Putting social CRM to work for you.

Putting social CRM to work for you.

Before you roll your eyes over yet another buzzword, stop: social CRM is more than that. It’s the logical next step if you believe, as you should, that social media communities are a separate breed of customer and prospect. SCRM is based on the notion that the social media customer owns the relationship: how they want to communicate, where and through what channels. The social media customer views the relationship with your company differently – more personally – and expects you to treat them in that vein.

What is Social CRM?

Paul Greenberg is President of The 56 Group, LLC, a customer strategy consulting firm, focused on cutting edge CRM strategic services and author of CRM at the Speed of Light: Essential Customer Strategies for the 21st Century. He defines Social CRM as “…designed to engage the customer in a collaborative conversation in order to provide a mutually beneficial value in a trusted and transparent business environment. It’s the company response to the customer’s owning of the relationship.”

Another definition was put forward by industry analyst Michael Fauschette: “Social CRM is the tools and processes that encourage better, more effective customer interaction and leverage the collective intelligence of the broader customer community with the intended result of increasing intimacy between an organization and its prospects and customers. The goal is to make the relationship with the customer more intimate and tied to the company by building a public ecosystem to better understand what they want and how they interact with the various company touchpoints like sales, customer service, etc…”

Phew. A lot of words. And, when all is said and done, it probably doesn’t matter how it’s defined as much as how you understand and apply it to your situation. What’s important is to agree that social media are not a simple alternative communication channel – a tube through which you push out messages. They represent a fundamental change in the way consumers – some of them your customers – interact with each other and you. If you believe that consumers who use social media are communicating differently and want you to do the same, then you must agree that a unique set of responses has to be developed into the company’s culture. Responses that create, as Fauchette says, “…increasing intimacy between an organization and its prospects.”

CRM versus sCRM

A traditional CRM process is based on hardware, software and processes that originate inside the company and reach out to essentially “plant, grow, harvest and re-seed” relationships. Promises are made, gifts are exchanged, messages are pushed out, behaviors tracked. There are varying degrees of intimacy in the relationship, but it is always controlled by the marketer. It’s really not collaborative.

An sCRM program is collaborative and typically driven by the customer. The customer is the focal point of how the organization [and the CRM] operates.
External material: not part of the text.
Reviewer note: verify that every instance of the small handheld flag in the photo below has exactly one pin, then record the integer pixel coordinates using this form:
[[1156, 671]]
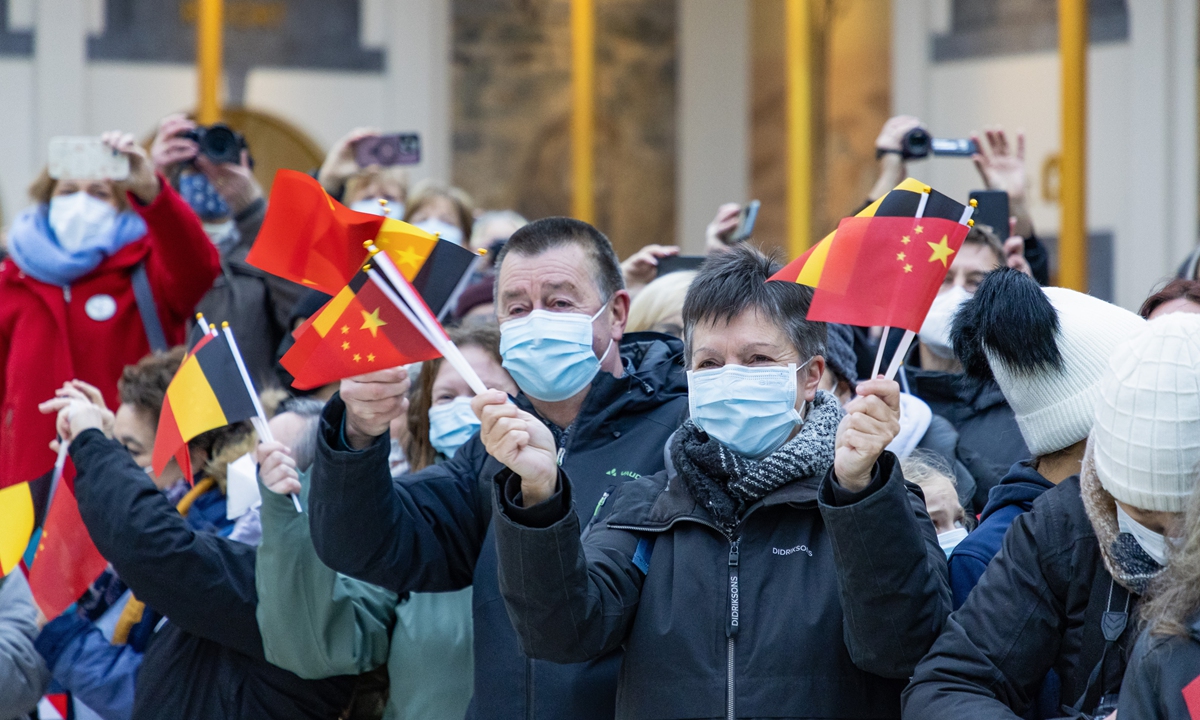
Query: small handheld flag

Marketing and messaging isn’t pushed out to customers; the company actually talks with them, invites their collaboration on solving marketing, or product issues, empowers them to shape their own experience and lets the customer build the kind of relationship they want. Whereas traditional CRM programs attempt to draw the customer closer to the enterprise, sCRM recognizes the customer is already there and sharing their own experience, views and demands with other customers and prospective customers. So, the company, through sCRM is simply attempting to listen in on the experience and – with care – maybe even jumping into the conversation themselves.

Industry experts are quick to caution that sCRM is an evolution of CRM, not a replacement for it.

Launching sCRM

Whether we admit it or not, most companies are having a problem keeping up with the social media phenomenon. Customers and prospects use social media to share their opinions and experiences 24/7. The buzz is constant and companies have a difficult time staying current; staying constructively engaged; staying responsive. Customers are accustomed now to getting what they want – a response, an apology, an invitation, a kind word – when they want it. They don’t really care if they’ve connected with the right department. They simply want the right resolution.

As a starting point, we need to understand what the term “Social Customer” means. One word that really gets used a lot in social marketing and social CRM is intimacy: an abiding understanding of each other – brand and customer – at an emotional level, a shared vision leading to shared expectations. In order to develop that level of intimacy, Maria Ogneva, former Director of Social Media at Attensity – a social media platform – offers the following advice. She urges businesses to do four big things and do them consistently, with customer conversations:

1.     Listen
2.     Analyze
3.     Relate
4.     Act

Chess Media Group offers the schematic shown below to identify how all this might come together in the company, starting with community and ending with response. Clearly, a chart like this looks very different when describing traditional CRM. Particularly with the addition of the “listening tool.”

Of course, in the end the customer wants what the customer has always wanted. A perfect transactional experience, with a perfect ownership experience and a balanced relationship with the brand. With sCRM – and access to social media communities – the customer is darned well going to get all that. With you, or in spite of you.